Because Wernicke’s encephalopathy is preventable, all undernourished patients should be treated with parenteral thiamin (typically 100 mg IM followed by 50 mg po once/day) plus vitamin B 12 and folate (1 mg po once/day for both), particularly if IV dextrose is necessary. Thiamin is also prudent before any treatment is begun in patients who present with a reduced level of consciousness. Patients who are undernourished should continue to receive thiamin as outpatients.
Korsakoff’s psychosis is a late complication of persistent Wernicke’s encephalopathy and results in memory deficits, confusion, and behavioral changes.
Korsakoff’s psychosis (Korsakoff’s amnestic syndrome) occurs in 80% of untreated patients with Wernicke’s encephalopathy. Why Korsakoff’s psychosis develops in only some patients with Wernicke’s encephalopathy is unclear. A severe or repeated attack of postalcoholic delirium tremens can trigger Korsakoff’s psychosis whether or not a typical attack of Wernicke’s encephalopathy has occurred first.
Other triggers include head injury, subarachnoid hemorrhage, thalamic hemorrhage, thalamic ischemic stroke, and, infrequently, tumors affecting the paramedian posterior thalamic region.
Immediate memory is severely affected; retrograde and anterograde amnesia occurs in varying degrees. Patients tend to draw on memory of remote events, which appears to be less affected than memory of recent events. Disorientation to time is common. Emotional changes are common; they include apathy, blandness, or mild euphoria with little or no response to events, even frightening ones. Spontaneity and initiative may be decreased.
Confabulation is often a striking early feature. Bewildered patients unconsciously fabricate imaginary or confused accounts of events they cannot recall; these fabrications may be so convincing that the underlying disorder is not detected.

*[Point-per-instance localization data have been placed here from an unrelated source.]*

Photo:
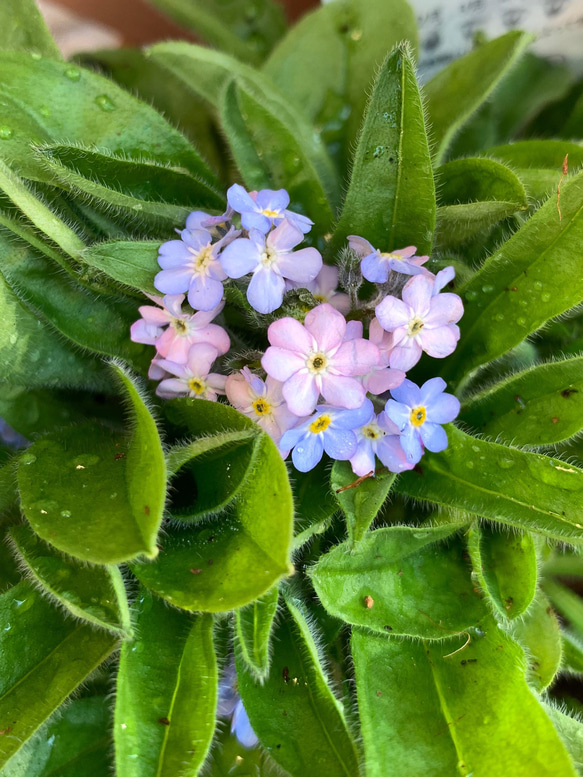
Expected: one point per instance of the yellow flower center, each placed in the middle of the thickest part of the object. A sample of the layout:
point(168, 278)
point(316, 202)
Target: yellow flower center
point(415, 326)
point(320, 424)
point(261, 407)
point(197, 386)
point(316, 363)
point(418, 416)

Prognosis is fairly good for patients with head injury, subarachnoid hemorrhage, or both; the amnesia is transient. Prognosis is poor when the cause is thiamin deficiency or stroke; prolonged institutional care is required for about 25% of patients, and only about 20% recover completely. However, they may improve up to 12 to 24 mo after onset, and patients should not be prematurely institutionalized.
Marchiafava-Bignami disease is a rare demyelination of the corpus callosum that occurs in chronic alcoholics, predominantly men.
Pathology and circumstances link this disorder to osmotic demyelination syndrome (previously called central pontine myelinolysis), of which it may be a variant (see Electrolyte Disorders:Osmotic demyelination syndrome). In Marchiafava-Bignami disease, agitation and confusion occur with progressive dementia and frontal release signs. Some patients recover over several months; others experience seizures and coma, which may precede death.